Yet, through organized society, we have tamed some of its worst elements.
How am I stating it as a fact, when I explicitly qualified the remark as an opinion?
I don't think that's the only difference. I think you should look into the research on symbology and it's relationship to propaganda, demagoguery and in-group behaviors.
Honest question: why are you so angry right now?
I don't believe this analogy is operative at all. I have already conceded that not all memes are bad. I also support nuclear power, even though nuclear technology can be used for bad, too. Your analogy is really just a straw man, as conceived.
Literally don't know how you're drawing these inferences.
These platforms are going to make the privacy issues related to advertising and tracking cookies seem like a pedestrian concern in comparison.
I'm not debating they are powerful. I think my original point implicitly concedes that.
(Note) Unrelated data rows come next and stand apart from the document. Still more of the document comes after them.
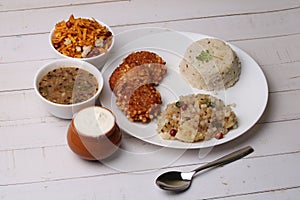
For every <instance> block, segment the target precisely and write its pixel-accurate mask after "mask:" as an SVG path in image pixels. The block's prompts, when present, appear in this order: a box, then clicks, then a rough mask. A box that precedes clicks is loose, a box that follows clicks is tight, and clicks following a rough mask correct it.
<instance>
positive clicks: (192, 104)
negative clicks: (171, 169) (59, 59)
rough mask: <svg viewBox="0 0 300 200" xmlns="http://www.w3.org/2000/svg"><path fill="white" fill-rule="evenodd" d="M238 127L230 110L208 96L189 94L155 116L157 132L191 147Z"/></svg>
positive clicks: (183, 96)
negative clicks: (156, 116)
mask: <svg viewBox="0 0 300 200" xmlns="http://www.w3.org/2000/svg"><path fill="white" fill-rule="evenodd" d="M237 126H238V123H237V118H236V115H235V113H234V112H233V111H232V109H231V106H229V105H228V106H226V105H224V102H223V101H222V100H220V99H217V98H215V97H213V96H210V95H206V94H197V95H195V94H191V95H187V96H181V97H180V98H179V100H178V101H177V102H174V103H171V104H168V105H167V107H166V109H165V110H164V111H163V112H162V113H161V114H160V115H159V116H158V121H157V132H158V133H159V134H160V135H161V137H162V138H163V139H166V140H170V139H177V140H180V141H183V142H189V143H192V142H197V141H202V140H209V139H211V138H213V137H216V136H218V137H219V136H220V135H221V136H222V137H223V135H225V134H227V132H228V131H229V130H231V129H234V128H237ZM218 139H220V138H218Z"/></svg>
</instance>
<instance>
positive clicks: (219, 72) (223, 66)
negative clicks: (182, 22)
mask: <svg viewBox="0 0 300 200" xmlns="http://www.w3.org/2000/svg"><path fill="white" fill-rule="evenodd" d="M179 70H180V73H181V74H182V76H183V77H184V78H185V79H186V80H187V81H188V82H189V83H190V84H191V86H192V87H194V88H198V89H204V90H215V91H218V90H221V89H227V88H228V87H231V86H233V85H234V84H235V83H236V82H237V81H238V79H239V76H240V73H241V66H240V62H239V59H238V57H237V55H236V53H235V52H234V51H233V50H232V48H231V47H230V46H229V45H227V44H225V43H224V42H223V41H221V40H218V39H212V38H206V39H202V40H199V41H196V42H194V43H193V44H191V45H190V46H189V47H188V48H187V50H186V52H185V55H184V58H183V60H182V61H181V63H180V64H179Z"/></svg>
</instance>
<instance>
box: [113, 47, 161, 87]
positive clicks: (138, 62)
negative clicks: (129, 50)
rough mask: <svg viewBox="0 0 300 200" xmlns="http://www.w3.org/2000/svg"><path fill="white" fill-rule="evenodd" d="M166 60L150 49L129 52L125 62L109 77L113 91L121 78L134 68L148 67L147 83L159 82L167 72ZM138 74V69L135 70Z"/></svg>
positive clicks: (126, 57) (156, 84) (116, 69)
mask: <svg viewBox="0 0 300 200" xmlns="http://www.w3.org/2000/svg"><path fill="white" fill-rule="evenodd" d="M165 64H166V62H165V61H164V60H163V59H162V58H161V57H160V56H158V55H157V54H155V53H153V52H148V51H139V52H133V53H131V54H129V55H128V56H127V57H126V58H124V59H123V62H122V63H121V64H120V65H119V67H117V68H116V69H115V71H114V72H113V73H112V75H111V76H110V78H109V85H110V88H111V90H112V91H114V88H115V86H116V85H117V84H118V82H119V81H120V80H121V78H122V77H123V76H124V75H125V74H126V73H127V72H129V71H130V70H132V69H133V68H136V67H139V69H141V68H148V70H149V73H150V74H149V77H148V79H147V81H148V80H149V81H148V82H147V83H146V84H150V83H154V84H156V85H157V84H158V82H159V81H161V80H162V79H163V77H164V75H165V74H166V72H167V68H166V66H165ZM135 73H137V75H139V74H138V70H137V71H136V72H135Z"/></svg>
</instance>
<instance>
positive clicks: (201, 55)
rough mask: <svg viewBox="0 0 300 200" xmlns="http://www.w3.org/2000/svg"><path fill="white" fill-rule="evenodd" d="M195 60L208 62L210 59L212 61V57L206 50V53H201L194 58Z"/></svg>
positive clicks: (203, 51)
mask: <svg viewBox="0 0 300 200" xmlns="http://www.w3.org/2000/svg"><path fill="white" fill-rule="evenodd" d="M196 59H197V60H200V61H205V62H208V61H210V60H211V59H213V55H211V54H210V53H209V51H208V50H206V51H201V54H200V55H198V56H196Z"/></svg>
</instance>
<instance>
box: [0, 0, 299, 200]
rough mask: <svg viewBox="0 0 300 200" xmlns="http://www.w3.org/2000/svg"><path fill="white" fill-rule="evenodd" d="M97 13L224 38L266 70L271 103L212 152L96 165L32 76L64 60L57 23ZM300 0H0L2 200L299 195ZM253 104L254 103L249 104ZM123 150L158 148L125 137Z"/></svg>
mask: <svg viewBox="0 0 300 200" xmlns="http://www.w3.org/2000/svg"><path fill="white" fill-rule="evenodd" d="M72 13H74V14H75V16H91V17H94V18H96V19H100V20H102V21H104V22H105V23H106V24H108V25H110V26H111V27H112V28H113V30H114V32H115V33H116V34H117V33H120V32H122V31H124V30H130V29H134V28H140V27H149V26H153V27H166V28H171V29H174V30H177V31H188V32H195V33H202V34H207V35H211V36H216V37H219V38H222V39H224V40H226V41H228V42H230V43H232V44H234V45H236V46H237V47H239V48H241V49H243V50H245V51H246V52H247V53H248V54H249V55H251V56H252V57H253V58H254V59H255V60H256V61H257V62H258V63H259V65H260V66H261V68H262V70H263V72H264V73H265V75H266V77H267V80H268V84H269V102H268V105H267V108H266V111H265V112H264V114H263V116H262V117H261V118H260V120H259V121H258V123H256V124H255V126H254V127H253V128H252V129H250V130H249V131H248V132H247V133H245V134H244V135H242V136H241V137H239V138H237V139H236V140H233V141H231V142H229V143H226V144H223V145H220V146H217V147H214V148H213V149H212V150H211V149H210V150H211V151H210V152H209V153H208V155H206V156H204V155H205V154H206V152H205V151H207V150H206V149H202V150H200V156H199V150H188V151H186V152H184V153H183V155H181V156H178V159H176V160H173V161H172V162H169V163H167V164H166V162H165V160H166V158H169V157H172V156H174V155H175V154H178V151H177V150H173V149H170V150H166V151H165V152H163V153H162V154H160V156H157V155H155V156H151V155H147V156H146V158H145V159H143V158H140V157H136V156H133V157H131V156H122V157H119V158H117V159H114V161H112V162H111V163H104V164H101V163H100V162H87V161H84V160H81V159H80V158H78V157H77V156H76V155H75V154H73V152H71V151H70V149H69V147H68V146H67V143H66V129H67V126H68V125H69V123H70V121H69V120H60V119H58V118H55V117H53V116H51V115H50V114H49V113H48V112H47V111H46V110H45V108H44V107H43V106H42V105H41V104H40V102H39V101H38V99H37V97H36V95H35V94H34V91H33V77H34V74H35V73H36V71H37V69H38V68H39V67H41V66H42V65H43V64H45V63H47V62H49V61H51V60H54V59H56V58H57V57H56V56H55V54H54V53H53V52H52V51H51V49H50V47H49V43H48V35H49V31H50V29H51V28H52V27H53V25H54V24H55V23H56V22H58V21H60V20H61V19H65V18H67V17H68V16H69V15H70V14H72ZM299 18H300V1H299V0H298V1H297V0H285V1H282V0H274V1H270V0H251V1H250V0H247V1H238V0H224V1H217V0H210V1H202V0H185V1H172V0H163V1H160V0H151V1H146V0H132V1H129V0H103V1H101V0H98V1H96V0H85V1H84V0H76V1H67V0H55V1H53V0H52V1H50V0H45V1H40V0H20V1H17V0H12V1H10V0H0V44H1V48H0V199H4V200H7V199H64V200H65V199H230V200H231V199H232V200H233V199H234V200H236V199H280V200H281V199H299V196H300V173H299V169H300V139H299V133H300V132H299V129H300V106H299V102H300V67H299V65H300V24H299ZM249 103H251V101H249ZM247 145H251V146H252V147H253V148H254V149H255V152H254V153H252V154H251V155H249V156H247V157H245V158H244V159H242V160H239V161H237V162H234V163H231V164H228V165H226V166H224V167H219V168H216V169H213V170H209V171H207V172H205V173H203V174H201V175H200V176H198V177H196V178H195V179H194V181H193V184H192V186H191V188H190V189H189V190H188V191H186V192H184V193H180V194H174V193H170V192H166V191H163V190H160V189H159V188H158V187H156V185H155V183H154V180H155V178H156V177H157V176H158V175H159V174H161V173H163V172H165V171H168V170H174V169H182V170H186V171H188V170H192V169H194V168H195V167H197V166H199V165H200V164H203V163H206V162H209V161H211V160H213V159H216V158H218V157H220V156H223V155H224V154H226V153H229V152H231V151H233V150H236V149H238V148H241V147H244V146H247ZM122 148H124V149H127V150H128V151H132V152H149V151H153V150H155V149H156V148H158V147H156V146H154V145H150V144H148V143H146V142H143V141H140V140H138V139H135V138H134V137H131V136H129V135H128V134H124V138H123V143H122Z"/></svg>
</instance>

I'm arguing they lower information content in the discourse, tend towards framing things in black and white, in-group and out-group.
I'd say lies and misinformation travel effortlessly through memes. So we disagree strongly on this point.
I wouldn't argue any of the claims you're making about the role of money, here. And I would suggest that none of this is incompatible with my prior point.
Okay. But you could literally apply this defense to demagoguery itself, and then argue demagoguery is a good thing on the same basis.
And I'd probably argue that most political memes are a form of demagoguery in any case.
I don't agree that any conception of money ameliorates these concerns. I think all such claims are simplistic and reductionist, and an example of the fallacy of the single cause.
So is a lot of pernicious propaganda. Not sure why this is a salient point. It's not like I'm arguing they should be outlawed or something.
He’s very smart. I have incredibly frustrated disagreements with him (metaphorically that is, as I’ve never met him). He also has significant blind spots.
But I actually think he has valid insights into human nature. Even if I don’t take the same lessons from those insights into the political sphere as he does.
It can be. I think Marxist realism was a force for bad. It really does depend on what the normative goals behind the expression are.
Not it’s not *always* bad. It’s a well-known, evolutionarily selective survival trait. And pretty good one when you consider the landscape of human experiences 20,000+ years ago. I think in the context of a technologically advanced, organized society, it starts to have destabilizing effects that when coupled with our capacity for self-destruction, is a deeply concerning thing.